By ALAN ZIBEL, AP Real Estate Writer Alan Zibel, Ap Real Estate Writer –
WASHINGTON – The U.S. housing market has started to recover from the most
far-reaching crisis since the Great Depression, data released Thursday show.
Sales of previously occupied homes rose for the third month in a row in June, the
National Association of Realtors reported. That hasn't happened since early
2004, during the boom.
"The turnaround in the housing market appears finally to be here and indeed may
be gaining some speed," wrote Joel Naroff, president of Naroff Economic Advisors Inc.
Stocks jumped on the news, with the Dow Jones industrial average rising above 9,000 for the first time since early
January.
Home sales rose 3.6 percent to a seasonally adjusted annual rate of 4.89 million
last month, from a downwardly revised pace of 4.72 million in May.
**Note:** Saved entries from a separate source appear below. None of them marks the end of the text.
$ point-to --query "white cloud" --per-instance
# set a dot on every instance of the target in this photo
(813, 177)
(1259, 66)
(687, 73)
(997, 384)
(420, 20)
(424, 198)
Sales were up in all four regions of the
country.
It was the highest level of sales since last October and beat economists'
expectations. Sales had been expected to rise to an annual pace of 4.84 million units, according to Thomson
Reuters.
In another encouraging sign, the share of foreclosures on the market is
shrinking. About one out of three homes sold in June was foreclosure-related, down from nearly half earlier this
year.
And the glut of homes up for sale dwindled to 3.8 million. That's a 9.4-month
supply at the current sales pace and another important sign of a recovery. When the market balances at a 7-month
supply prices should begin to stabilize, the Realtors's group said.
That probably won't happen until next year because of a backlog of foreclosures
that have yet to come on to the market. The median sales price was $181,800 in June, down 15 percent from year-ago
levels but up slightly from $174,700 in May.
Nevertheless, prices have risen for three straight months in about half of the 55
major metropolitan areas tracked by the Associated Press-Re/Max Housing Report, also released Thursday.